De plus, selon les documents qui circulent, les Israéliens souhaitent obtenir des garanties sur l’impossibilité pour le Hezbollah de reconstituer ses forces et maintenir sa présence, sous n’importe quelle forme, au sud du Litani. Pour cela, les Israéliens veulent des garanties qui, selon eux, ne peuvent être assurées que par le maintien de leurs survols de l’espace aérien libanais, en se réservant le droit de recourir à des frappes le cas échéant, et même par la mise en place d’une coordination directe ou non avec les forces en place, c’est-à-dire l’armée libanaise et la Finul.
Dans le contexte actuel, ces exigences israéliennes ne peuvent pas être acceptées par le Liban, et peut-être même par certains États participant à la Finul. Ce qui signifie que si les Israéliens maintiennent ces conditions, l’accord a peu de chances d’être conclu. Après tout, à ce stade des affrontements, le Hezbollah a certes reçu des coups durs, mais assure être encore opérationnel. En d’autres termes, aussi bien le Hezbollah que les Israéliens n’ont pas reçu des coups suffisamment forts pour les pousser à accepter n’importe quelles conditions pour un cessez-le-feu. Ils continuent donc à se battre dans l’espoir, chacun de son côté, d’améliorer sa situation.

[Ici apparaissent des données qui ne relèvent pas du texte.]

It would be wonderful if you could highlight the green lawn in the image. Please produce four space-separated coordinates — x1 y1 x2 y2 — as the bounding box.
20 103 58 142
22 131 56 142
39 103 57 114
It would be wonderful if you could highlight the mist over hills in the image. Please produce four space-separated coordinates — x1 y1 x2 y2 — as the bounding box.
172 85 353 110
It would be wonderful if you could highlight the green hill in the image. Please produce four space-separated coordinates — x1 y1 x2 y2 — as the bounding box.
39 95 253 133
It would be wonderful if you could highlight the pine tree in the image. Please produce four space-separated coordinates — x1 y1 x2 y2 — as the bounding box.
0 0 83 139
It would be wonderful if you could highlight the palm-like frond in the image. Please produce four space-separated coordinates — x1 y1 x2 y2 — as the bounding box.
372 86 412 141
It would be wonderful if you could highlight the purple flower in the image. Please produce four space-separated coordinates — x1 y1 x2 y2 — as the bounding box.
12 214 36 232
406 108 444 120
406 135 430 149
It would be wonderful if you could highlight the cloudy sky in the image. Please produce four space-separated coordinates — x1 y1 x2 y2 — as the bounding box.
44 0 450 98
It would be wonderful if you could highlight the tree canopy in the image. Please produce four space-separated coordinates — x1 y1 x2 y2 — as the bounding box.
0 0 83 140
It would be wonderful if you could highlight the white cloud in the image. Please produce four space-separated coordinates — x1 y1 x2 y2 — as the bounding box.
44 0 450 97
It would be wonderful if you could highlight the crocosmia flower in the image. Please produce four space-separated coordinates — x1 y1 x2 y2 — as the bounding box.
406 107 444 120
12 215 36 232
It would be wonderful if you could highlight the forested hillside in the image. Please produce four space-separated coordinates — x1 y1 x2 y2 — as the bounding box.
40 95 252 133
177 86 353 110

Seules donc des parties externes pourraient modifier cette équation en faisant pression sur un camp ou sur les deux pour les pousser à faire des concessions. Or, dans le contexte actuel, à quelques jours de l’élection présidentielle américaine, les médiateurs US sont-ils réellement en mesure de faire pression ? Ils pourraient à la limite avoir de l’influence sur les Libanais. Ce qui n’est même pas vérifié, puisque jusqu’à présent, Nabih Berry maintient sa position sur l’application stricte de la résolution 1701 sans le moindre rajout. Mais les deux émissaires américains ne semblent pas en mesure de faire pression sur le Premier ministre israélien, Benjamin Netanyahu. Ce dernier n’a pas caché en effet sa préférence pour l’élection à la présidence américaine du candidat républicain Donald Trump, avec lequel il affirme être en contact permanent, et on voit mal pourquoi il ferait aujourd’hui des concessions qui pourraient favoriser l’élection de la candidate démocrate. Selon la lecture des proches du Hezbollah, Netanyahu serait actuellement en train d’utiliser la même tactique que celle qu’il a adoptée au cours des douze derniers mois dans les négociations au sujet de Gaza. Il faisait semblant d’être prêt à accepter un accord, au point que le président américain avait annoncé à plusieurs reprises l’imminence de cette percée, avant d’être démenti par les faits. Car, en réalité, Netanyahu ne cherchait qu’à gagner du temps. Pour toutes ces raisons, le Hezbollah ne semble pas optimiste sur la conclusion rapide d’un accord avant le 6 novembre. Il préfère continuer à miser « sur le terrain pour changer les équations ».